The USPTO opposes the bill's provisions to limit remedies against financial institutions that use patented check collection systems, when their use would otherwise be patent infringement. Limiting patent holders' rights and remedies in this instance will have a broadly chilling effect on innovation in this technology area. As a general matter, the USPTO does not support exceptions to patent protection.
Late-Filing Acceptance Authority
Regarding the bill's grant of authority to the USPTO Director to accept late patent and trademark filings in certain cases of unintentional delay, we have not identified a need for such a provision.
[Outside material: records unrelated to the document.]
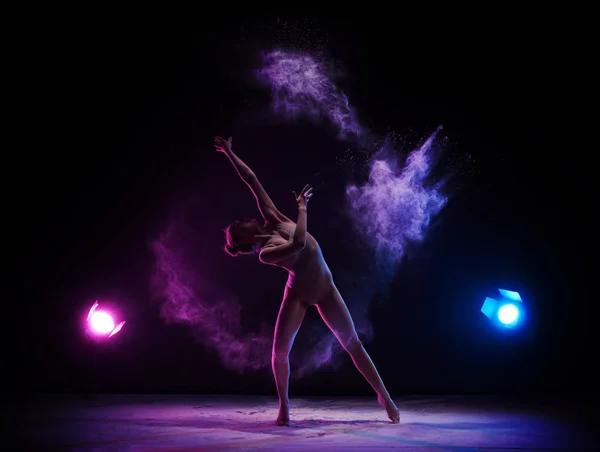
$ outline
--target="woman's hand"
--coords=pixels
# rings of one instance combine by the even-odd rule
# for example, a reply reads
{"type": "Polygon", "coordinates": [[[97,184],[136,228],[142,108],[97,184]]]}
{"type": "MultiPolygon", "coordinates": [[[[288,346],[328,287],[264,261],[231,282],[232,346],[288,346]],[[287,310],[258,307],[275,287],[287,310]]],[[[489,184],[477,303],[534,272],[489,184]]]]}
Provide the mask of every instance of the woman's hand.
{"type": "Polygon", "coordinates": [[[299,195],[296,195],[294,192],[294,198],[296,198],[296,202],[298,203],[298,207],[304,207],[306,209],[306,205],[308,204],[308,200],[312,198],[313,189],[308,184],[304,186],[299,195]]]}
{"type": "Polygon", "coordinates": [[[215,148],[219,152],[227,153],[227,151],[231,151],[231,137],[229,140],[225,140],[225,138],[215,137],[215,148]]]}

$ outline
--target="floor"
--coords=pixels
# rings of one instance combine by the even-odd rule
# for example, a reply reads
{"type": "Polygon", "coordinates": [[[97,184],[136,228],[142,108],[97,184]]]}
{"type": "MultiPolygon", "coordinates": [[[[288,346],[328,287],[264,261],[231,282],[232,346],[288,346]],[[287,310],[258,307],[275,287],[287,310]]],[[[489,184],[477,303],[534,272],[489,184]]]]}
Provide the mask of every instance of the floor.
{"type": "MultiPolygon", "coordinates": [[[[15,402],[15,400],[13,400],[15,402]]],[[[578,401],[411,396],[399,425],[374,398],[296,398],[276,427],[274,397],[30,395],[12,408],[20,450],[549,451],[598,445],[578,401]],[[579,413],[583,414],[583,413],[579,413]]],[[[17,450],[17,449],[11,449],[17,450]]]]}

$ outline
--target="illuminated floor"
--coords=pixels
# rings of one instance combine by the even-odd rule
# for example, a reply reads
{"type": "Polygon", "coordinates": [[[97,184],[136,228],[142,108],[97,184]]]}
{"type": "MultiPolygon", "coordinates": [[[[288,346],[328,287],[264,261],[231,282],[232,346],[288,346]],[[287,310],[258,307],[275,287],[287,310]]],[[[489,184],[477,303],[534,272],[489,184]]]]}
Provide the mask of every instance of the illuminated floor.
{"type": "Polygon", "coordinates": [[[595,444],[574,405],[556,401],[405,397],[397,399],[400,425],[372,398],[293,403],[288,428],[272,425],[275,398],[253,396],[36,395],[8,415],[27,450],[47,451],[514,452],[595,444]]]}

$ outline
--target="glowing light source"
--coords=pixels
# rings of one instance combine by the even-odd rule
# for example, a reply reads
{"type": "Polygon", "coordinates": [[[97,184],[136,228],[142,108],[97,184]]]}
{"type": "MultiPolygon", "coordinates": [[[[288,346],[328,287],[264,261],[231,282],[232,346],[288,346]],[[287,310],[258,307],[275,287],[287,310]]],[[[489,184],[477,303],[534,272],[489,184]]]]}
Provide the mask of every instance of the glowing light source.
{"type": "Polygon", "coordinates": [[[115,328],[115,321],[110,314],[102,311],[96,311],[90,318],[90,325],[100,334],[110,333],[115,328]]]}
{"type": "Polygon", "coordinates": [[[514,304],[505,304],[498,309],[498,320],[504,325],[512,325],[519,320],[519,308],[514,304]]]}
{"type": "Polygon", "coordinates": [[[106,311],[99,311],[98,302],[94,302],[87,315],[87,324],[89,331],[96,336],[105,336],[110,338],[117,334],[123,326],[125,321],[123,320],[119,324],[115,325],[115,321],[112,316],[106,311]]]}
{"type": "Polygon", "coordinates": [[[523,300],[518,292],[498,289],[501,300],[487,297],[481,307],[481,312],[490,320],[504,326],[513,328],[521,323],[521,306],[523,300]]]}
However, if this provision is adopted, it would be critical to the USPTO's ability to administer it that the authority be limited in scope and applied prospectively.
Willful Patent Infringement
With respect to the bill's provisions on willful patent infringement, we were pleased that the Court of Appeals for the Federal Circuit, in re Seagate Technology, raised the standard for willfulness determinations. The Federal Circuit eliminated the "duty of care" and held that enhanced damages are only appropriate when the infringer acts with reckless disregard for the patent holder's rights. This decision is consistent with the bill's intent and our views on the issue, making the proposed statutory revisions in the Senate bill no longer necessary.
Stay tuned into USPTO Weekly for the latest updates on the Patent Reform Act of 2007. To read the full text of each bill, visit the Library of Congress' website site to learn more about the House bill H.R. 1908, or the Senate bill S. 1145. Also, visit the USPTO homepage to read the Administration's views letter on this patent legislation.
Posted by Patent Hawk at February 5, 2008 8:14 PM | The Patent System
USPTO supports FTF but wants discussions on "technical issues" surrounding the grace period. "Technical" issues they call it. That's a good laugh. I'm not surprised they need to flag it up as a problem area, seeing as how a grace period is incompatible with FTF, esp. in a common law jurisdiction. The US patent machine might be broken, but replacing component parts of the machine with incompatible spare parts isn't the answer. It will just make the machine run even worse.
Posted by: MaxDrei at February 6, 2008 4:52 AM
That the USPTO opposes the damage apportionment provision in S. 1145 is a "smoke screen." That the USPTO supports AQSs, fee setting authority, post-grant oppositions, etc., is the leopard showing its true, ugly spots.